寝ぼけまなこで意識がもうろうは、だれでも当たり前

睡眠から覚めて、しばらくの間、ぼやっとしていることがある。寝ぼける、寝起きが悪い、などと言われるが、その実態を研究した人がいる。米コロラド州ボウルダーにあるコロラド大学のケネス・ライト氏で、「ジャーナル・オブ・アメリカン・メディカル・アソシエーション」(JAMA)最新号に載ったその報告によると、この研究は、16人を実験台にして行われた。
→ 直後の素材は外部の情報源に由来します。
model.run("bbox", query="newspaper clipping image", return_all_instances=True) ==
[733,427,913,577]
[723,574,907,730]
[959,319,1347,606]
まず、ゆっくり睡眠を取った場合、ほとんどの人が、目が覚めた直後はぼやっとしていた。意識がもうろうとなり、ちょうど深酒のあとの酔った状態に似ているという。その継続時間は、最低3分間、人によって違うが、長い人では、こんな状態が断続的に2時間も続くケースもあるという。こんな状態を「睡眠無力」(sleep inetia)と呼ぶのだそうだ。だが、職業により、時により、場合によって、寝ぼけて意識がもうろうとなっては困ることがある。目が覚めたらすぐに行動しなくてはならない消防士、救急隊員、トラックのドライバー、当直医などがそうだ。この報告によると、目が覚めた直後にテストをした結果、やはり問題になるのは、8時間睡眠では最初の3分間で、そこを乗り切ると大体大丈夫だという。では、寝ぼけないためのいい方法はあるのだろうか。日ごろから、起きたらすぐに行動に移せるように訓練するのが一番で、妙薬はないという。起こしてもすぐに起きない人に対しては、火急な事態でもない限り寛大な気持ちで、しばらく時間を与えてやるのがいいようだ。